IBMが実施した新たな調査で、企業がデジタルトランスフォーメーション(DX)を実現するため積極的にクラウドコンピューティングに投資している一方で、重要なワークロードを1つのクラウド事業者だけに委ねることには相応のリスクが伴うことが明らかになりつつあり、徐々にハイブリッドクラウドアーキテクチャーが主流になってきていることが分かった。
28業界、47カ国の企業役員7200人を対象としたこのグローバルな調査では、2021年にプライベートクラウドまたはパブリッククラウドを1つしか使用しなかった意思決定者は3%にすぎず、2019年の29%から大きく減少したことが明らかになった。エレクトロニクス業界や製造業、通信業などの一部の業界では、その割合は1%にも満たなかった。
一方、プライベートクラウドまたはパブリッククラウドを複数併用していると答えた回答者の比率は、44%から59%に増加した。この傾向は今後、クラウドサービスを提供する際にもっともよく使われるITアーキテクチャーがハイブリッドクラウドやマルチクラウドになっていくことにつながり、シングルベンダーアプローチは徐々に消えていくだろうとIBMは述べている。
この数年、特に新型コロナウイルスの流行によって仕事や、学びや、遊びやショッピングをリモートで行うことが主流になり、企業が事業の再構築を迫られるようになってからは、クラウドコンピューティングがかつてない勢いで普及している。
IBMの調査は、コロナ禍によって調査対象組織の59%でDXが加速し、クラウドコンピューティングが将来に備えたビジネスに必要とされるインフラの中心になっていることを示している。クラウド技術は、既存の製品やサービスのデジタル化による顧客体験の改善から、セキュリティリスクの低減まで、さまざまな目標を達成するのに役立っている。
用途の幅広さは数字にも表れている。2020年のクラウドコンピューティング業界の売上高は2190億ドル(約25兆円)に達しており、業界アナリストらは、2028年にはこの業界の規模が7910億ドル(約90兆円)まで拡大すると予想している。IBMによれば、これは大企業で「新興技術」に対して行っている投資の中では最大のものだという。

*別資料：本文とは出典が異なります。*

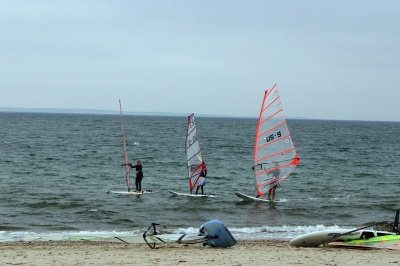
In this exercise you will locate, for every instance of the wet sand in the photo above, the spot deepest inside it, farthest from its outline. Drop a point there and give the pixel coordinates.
(268, 252)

しかし、企業が重要な業務プロセスをクラウドにアウトソースし始めたのに伴い、クラウドサービス事業者の数が限られていることも明らかになりつつある。実際、クラウド市場は少数の大手IT企業による寡占状態になっており、IaaSパブリッククラウドサービス市場で上位5社のプロバイダーが80%のシェアを占めているという。例えば、Amazon Web Services(AWS)のシェアは市場の41%を占めており、Microsoft Azureの市場シェアも20%近い。
大規模なハイパースケール事業者を選ぶことには、大きなメリットがある。そうした事業者は規模が大きく、ワークロードに障害が起きないように作られたインフラを実装する能力を持っているため、業務の耐障害性が高まる。
しかし、それらの事業者を利用することはベンダーロックインにつながる可能性もあり、企業はこれをリスクだと捉えている。IBMの調査によれば、回答者の69%弱が、ベンダーロックインは自社のクラウド基盤のほとんど、またはすべてでパフォーマンスを改善するにあたって大きな障害になっていると述べている。